A jury acquitted Netland of the DWI charge, but found her guilty of refusing to submit to the Intoxilyzer test.

Several issues were raised on appeal: (1) that section 169A.20, subdivision 2, is unconstitutional on its face because it requires a surrender of the Fourth Amendment protection against unreasonable searches and seizures as a condition of driving in Minnesota; and (2) that constitutional due-process guarantees of fundamental fairness prohibit convicting Netland of “refusing” to submit to a chemical test that she was attempting to take and seeking an alternative means of administration. Although we reject Netland’s facial challenge to the statute, a thorough review of the record convinces us that Netland was denied the guarantees of procedural due process.

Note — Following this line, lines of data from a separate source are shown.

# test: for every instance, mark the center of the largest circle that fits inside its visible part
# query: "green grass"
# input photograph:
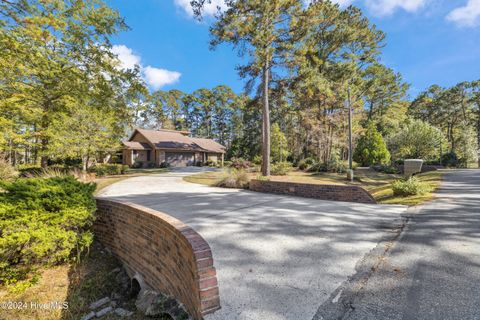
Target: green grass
(78, 284)
(377, 183)
(103, 182)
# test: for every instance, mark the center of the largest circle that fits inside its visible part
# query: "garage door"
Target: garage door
(180, 159)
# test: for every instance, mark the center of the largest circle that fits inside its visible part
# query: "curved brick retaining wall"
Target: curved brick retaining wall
(169, 255)
(317, 191)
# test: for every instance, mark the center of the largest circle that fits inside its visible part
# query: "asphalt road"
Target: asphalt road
(277, 257)
(432, 271)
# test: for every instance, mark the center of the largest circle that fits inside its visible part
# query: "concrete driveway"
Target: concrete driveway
(277, 257)
(433, 271)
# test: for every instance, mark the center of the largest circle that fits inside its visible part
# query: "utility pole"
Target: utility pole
(350, 142)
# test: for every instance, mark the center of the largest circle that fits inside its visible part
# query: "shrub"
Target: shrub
(211, 163)
(257, 159)
(281, 168)
(371, 148)
(239, 163)
(450, 159)
(336, 164)
(234, 179)
(318, 167)
(151, 165)
(43, 222)
(409, 187)
(137, 164)
(109, 169)
(7, 172)
(166, 165)
(387, 169)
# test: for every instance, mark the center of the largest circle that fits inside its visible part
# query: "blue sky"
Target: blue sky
(428, 42)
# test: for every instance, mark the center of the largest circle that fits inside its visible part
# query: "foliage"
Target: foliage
(450, 160)
(387, 169)
(371, 148)
(164, 165)
(7, 171)
(279, 145)
(409, 187)
(57, 64)
(43, 222)
(239, 163)
(109, 169)
(281, 168)
(138, 164)
(417, 140)
(234, 178)
(456, 112)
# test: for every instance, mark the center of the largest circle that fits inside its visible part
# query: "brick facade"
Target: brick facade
(317, 191)
(171, 257)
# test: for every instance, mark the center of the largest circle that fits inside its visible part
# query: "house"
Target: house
(156, 147)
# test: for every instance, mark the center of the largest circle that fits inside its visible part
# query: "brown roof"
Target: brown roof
(134, 145)
(169, 139)
(209, 144)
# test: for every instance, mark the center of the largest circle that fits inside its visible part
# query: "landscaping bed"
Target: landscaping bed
(376, 183)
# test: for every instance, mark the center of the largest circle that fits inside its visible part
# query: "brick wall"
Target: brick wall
(324, 192)
(170, 256)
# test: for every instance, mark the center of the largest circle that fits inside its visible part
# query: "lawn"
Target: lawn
(378, 184)
(78, 284)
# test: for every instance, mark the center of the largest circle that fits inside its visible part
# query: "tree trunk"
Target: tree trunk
(266, 122)
(478, 136)
(43, 149)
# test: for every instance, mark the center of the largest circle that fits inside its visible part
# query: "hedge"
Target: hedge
(43, 222)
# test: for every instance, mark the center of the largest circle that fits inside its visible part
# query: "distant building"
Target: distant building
(147, 147)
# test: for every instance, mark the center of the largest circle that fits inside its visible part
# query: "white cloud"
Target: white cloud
(154, 77)
(128, 60)
(466, 16)
(343, 3)
(157, 78)
(388, 7)
(209, 10)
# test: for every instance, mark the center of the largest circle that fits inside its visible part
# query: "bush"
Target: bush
(137, 164)
(336, 164)
(109, 169)
(234, 179)
(409, 187)
(151, 165)
(257, 159)
(43, 222)
(239, 163)
(167, 165)
(211, 163)
(371, 148)
(281, 168)
(318, 167)
(450, 160)
(387, 169)
(305, 163)
(7, 172)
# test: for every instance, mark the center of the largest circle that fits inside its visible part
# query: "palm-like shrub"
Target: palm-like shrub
(43, 221)
(371, 149)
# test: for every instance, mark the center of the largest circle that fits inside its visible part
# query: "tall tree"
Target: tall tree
(62, 55)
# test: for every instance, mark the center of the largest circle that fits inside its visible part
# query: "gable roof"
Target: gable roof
(209, 144)
(135, 145)
(179, 140)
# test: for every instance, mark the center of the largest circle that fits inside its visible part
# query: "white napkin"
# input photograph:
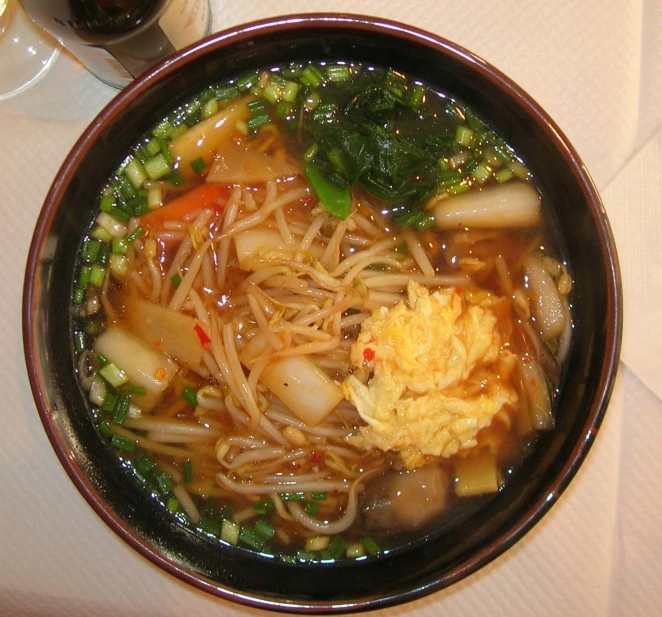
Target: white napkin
(633, 201)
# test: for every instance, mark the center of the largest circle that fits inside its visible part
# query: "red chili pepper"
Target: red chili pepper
(202, 335)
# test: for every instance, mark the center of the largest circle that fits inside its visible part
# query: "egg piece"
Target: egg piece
(424, 399)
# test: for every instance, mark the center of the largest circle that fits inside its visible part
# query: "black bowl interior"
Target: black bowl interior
(426, 566)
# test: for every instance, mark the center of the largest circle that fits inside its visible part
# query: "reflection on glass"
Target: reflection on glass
(26, 52)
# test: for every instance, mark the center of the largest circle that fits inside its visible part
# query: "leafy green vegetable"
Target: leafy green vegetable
(336, 198)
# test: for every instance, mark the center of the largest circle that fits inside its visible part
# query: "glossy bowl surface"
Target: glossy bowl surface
(422, 567)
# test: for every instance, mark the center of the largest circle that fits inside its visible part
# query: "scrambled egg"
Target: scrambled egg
(438, 366)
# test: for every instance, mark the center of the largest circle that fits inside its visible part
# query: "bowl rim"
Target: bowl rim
(349, 22)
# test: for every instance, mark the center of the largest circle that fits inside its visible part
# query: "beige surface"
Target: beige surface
(595, 66)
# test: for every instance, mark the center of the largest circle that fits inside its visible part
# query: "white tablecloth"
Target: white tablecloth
(596, 67)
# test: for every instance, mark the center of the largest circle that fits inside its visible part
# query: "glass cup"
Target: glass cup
(26, 52)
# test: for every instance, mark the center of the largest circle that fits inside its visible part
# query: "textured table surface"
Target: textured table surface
(595, 67)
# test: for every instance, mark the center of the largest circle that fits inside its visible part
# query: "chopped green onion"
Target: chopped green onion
(355, 550)
(318, 543)
(311, 76)
(312, 101)
(370, 545)
(263, 530)
(97, 275)
(187, 471)
(132, 389)
(145, 464)
(121, 409)
(336, 549)
(163, 483)
(139, 231)
(120, 246)
(84, 277)
(79, 339)
(164, 150)
(110, 402)
(273, 93)
(337, 73)
(157, 167)
(293, 496)
(246, 82)
(105, 430)
(247, 536)
(309, 154)
(115, 376)
(225, 94)
(190, 396)
(312, 508)
(262, 507)
(417, 96)
(90, 251)
(119, 265)
(290, 91)
(135, 172)
(259, 121)
(99, 233)
(122, 443)
(464, 136)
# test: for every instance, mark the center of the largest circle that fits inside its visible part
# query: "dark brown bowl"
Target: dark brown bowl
(428, 564)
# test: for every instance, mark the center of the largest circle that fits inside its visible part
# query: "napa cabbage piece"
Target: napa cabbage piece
(302, 386)
(170, 331)
(144, 366)
(512, 205)
(203, 140)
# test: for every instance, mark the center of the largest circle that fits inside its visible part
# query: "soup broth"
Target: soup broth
(321, 306)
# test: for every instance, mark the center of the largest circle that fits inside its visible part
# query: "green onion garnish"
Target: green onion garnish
(249, 537)
(105, 430)
(163, 483)
(90, 251)
(132, 389)
(114, 375)
(263, 530)
(187, 471)
(120, 246)
(97, 275)
(121, 409)
(110, 402)
(311, 76)
(190, 396)
(262, 507)
(122, 443)
(139, 231)
(293, 496)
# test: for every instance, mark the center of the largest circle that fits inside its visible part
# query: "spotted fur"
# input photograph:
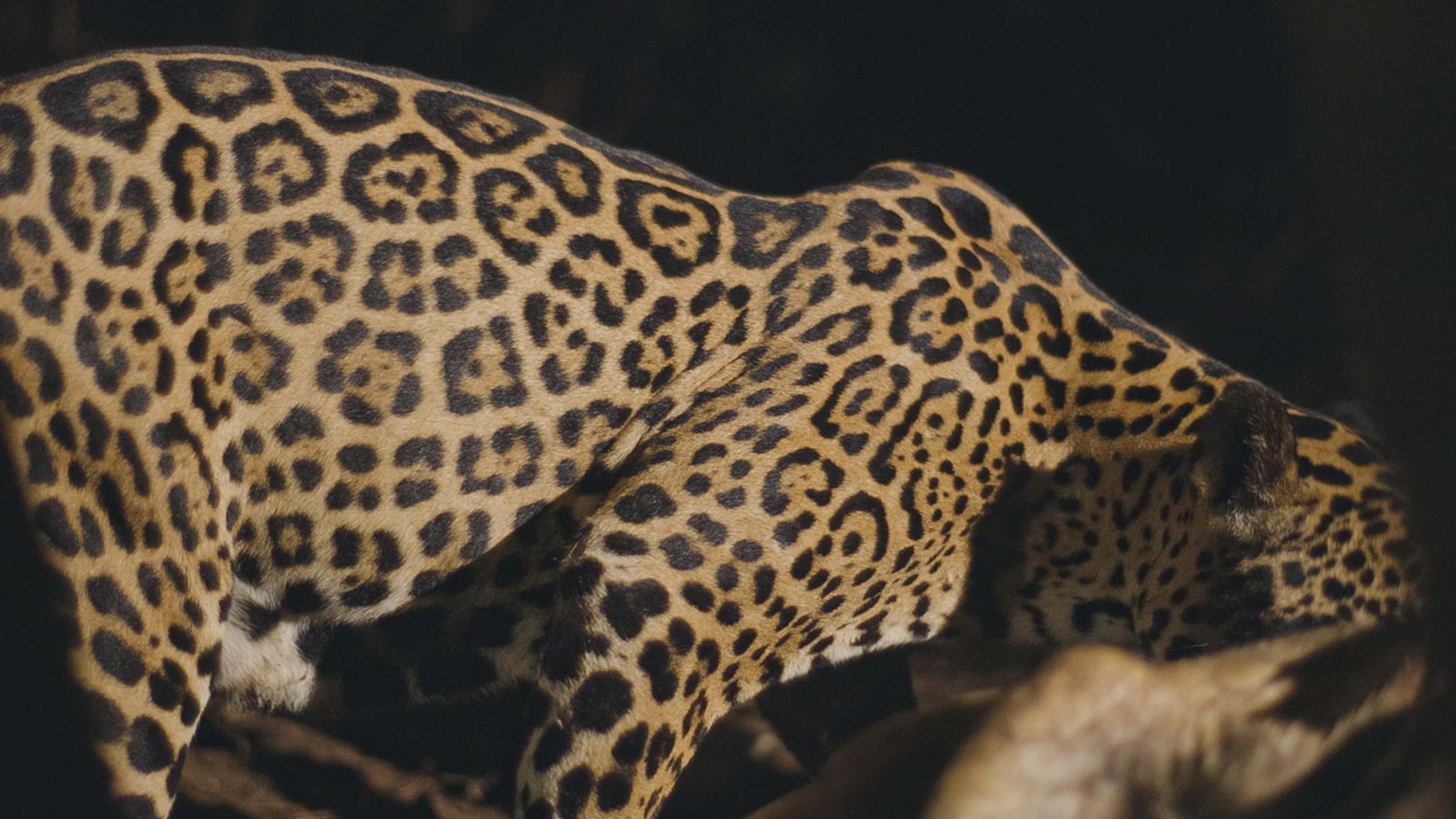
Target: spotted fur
(289, 343)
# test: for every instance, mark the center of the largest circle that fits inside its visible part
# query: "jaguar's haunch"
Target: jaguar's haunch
(287, 342)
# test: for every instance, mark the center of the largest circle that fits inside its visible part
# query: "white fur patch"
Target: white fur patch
(267, 672)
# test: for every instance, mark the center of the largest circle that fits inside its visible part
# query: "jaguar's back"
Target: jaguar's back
(286, 342)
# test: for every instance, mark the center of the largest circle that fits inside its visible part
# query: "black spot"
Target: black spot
(602, 700)
(750, 216)
(627, 607)
(108, 598)
(193, 84)
(477, 126)
(71, 104)
(149, 748)
(646, 503)
(341, 103)
(17, 127)
(970, 212)
(116, 658)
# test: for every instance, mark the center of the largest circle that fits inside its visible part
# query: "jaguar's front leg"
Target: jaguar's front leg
(720, 569)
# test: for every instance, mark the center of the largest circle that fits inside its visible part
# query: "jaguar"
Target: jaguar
(289, 345)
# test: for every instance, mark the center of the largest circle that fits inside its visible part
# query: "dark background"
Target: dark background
(1275, 181)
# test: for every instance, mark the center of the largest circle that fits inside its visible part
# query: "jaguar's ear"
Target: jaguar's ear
(1245, 457)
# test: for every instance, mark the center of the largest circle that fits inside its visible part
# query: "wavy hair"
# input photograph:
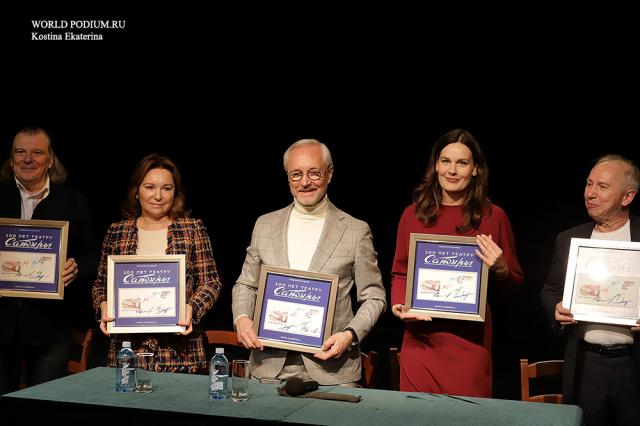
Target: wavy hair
(131, 206)
(57, 172)
(428, 194)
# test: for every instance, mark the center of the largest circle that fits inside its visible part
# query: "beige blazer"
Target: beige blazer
(346, 249)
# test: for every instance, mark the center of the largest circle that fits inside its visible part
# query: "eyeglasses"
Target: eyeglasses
(313, 174)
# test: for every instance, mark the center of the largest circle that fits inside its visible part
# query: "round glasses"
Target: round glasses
(313, 174)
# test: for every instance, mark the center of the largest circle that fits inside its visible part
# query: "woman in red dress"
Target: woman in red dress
(443, 355)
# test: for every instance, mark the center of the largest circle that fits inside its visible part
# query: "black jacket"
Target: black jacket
(44, 321)
(552, 293)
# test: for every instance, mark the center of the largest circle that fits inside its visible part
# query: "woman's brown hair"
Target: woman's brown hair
(428, 194)
(131, 206)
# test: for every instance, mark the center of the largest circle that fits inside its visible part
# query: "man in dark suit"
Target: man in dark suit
(36, 332)
(602, 361)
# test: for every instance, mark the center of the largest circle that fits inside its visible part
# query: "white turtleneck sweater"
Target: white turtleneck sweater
(303, 232)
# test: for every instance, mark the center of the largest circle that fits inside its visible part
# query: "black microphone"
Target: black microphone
(296, 386)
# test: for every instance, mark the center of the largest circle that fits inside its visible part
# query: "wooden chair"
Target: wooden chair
(540, 369)
(80, 350)
(394, 368)
(369, 363)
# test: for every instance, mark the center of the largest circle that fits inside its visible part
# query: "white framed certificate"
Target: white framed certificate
(603, 281)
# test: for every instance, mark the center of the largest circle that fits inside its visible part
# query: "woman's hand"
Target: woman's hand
(69, 271)
(104, 319)
(188, 321)
(491, 254)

Regarding the challenge to the statute as unconstitutional on its face, the court held the implied-consent law does not require a driver to surrender the right to be free from unreasonable searches because the officer must have probable cause to require testing, and because exigent circumstances necessitate a warrantless search to prevent evidence of the driver’s intoxication from imminent destruction by physiological processes.

Regarding, the appeal on this issue of whether it was "fundamentally unfair to convict her of test refusal when she was imploring the officer for an opportunity to take an alternative test" the court reversed and held:

The failure to offer an alternate test under the totality of circumstances present here deprived Netland of the opportunity to make this choice freely, which fundamental fairness requires. The alternate test requested by Netland would have facilitated the purpose of section 169A.20, subdivision 2, namely, to provide the state with scientific evidence of the amount of alcohol in the driver’s body. Because Netland was not given a meaningful opportunity to demonstrate her willingness to submit to chemical testing, we hold that Netland’s conviction was obtained in violation of due process.

The court emphasized several key facts to support the conclusion. First, Officer Hagen deemed Netland to have refused after approximately three minutes and 30 seconds. Both expert testimony and our prior implied-consent decisions acknowledge that the four-minute requirement is programmed into the Intoxilyzer so that the subject will have a sufficient opportunity to provide a reliable sample for analysis. E.g., Genia v. Comm’r of Pub. Safety, 382 N.W.2d 284, 286 (Minn. App. 1986). Second, Netland never refused to submit to the breath test. She asked to be allowed another chance to perform the breath test, and in the alternative asked to be allowed to submit to either a blood or uring test. Additionally, Netland secured and submitted to a urine test at her own expense. This was further evidence of her willingness to submit to testing and rebutted the officer's contention that she was “playing games”.

How the court weighed these individual factors is unclear. However, the court determined under the totality of circumstances that: When the evidence of a driver’s refusal to submit to chemical testing is ambiguous and based primarily on an Intoxilyzer machine’s determination of a failure to provide an adequate breath sample, rather than the driver’s unwillingness to be tested, and the driver insists that she is not refusing and asks for an alternative test, which the officer declines to provide, a conviction of driving while impaired for refusal to submit to a chemical test is contrary to fundamental fairness and deprives the driver of due process of law.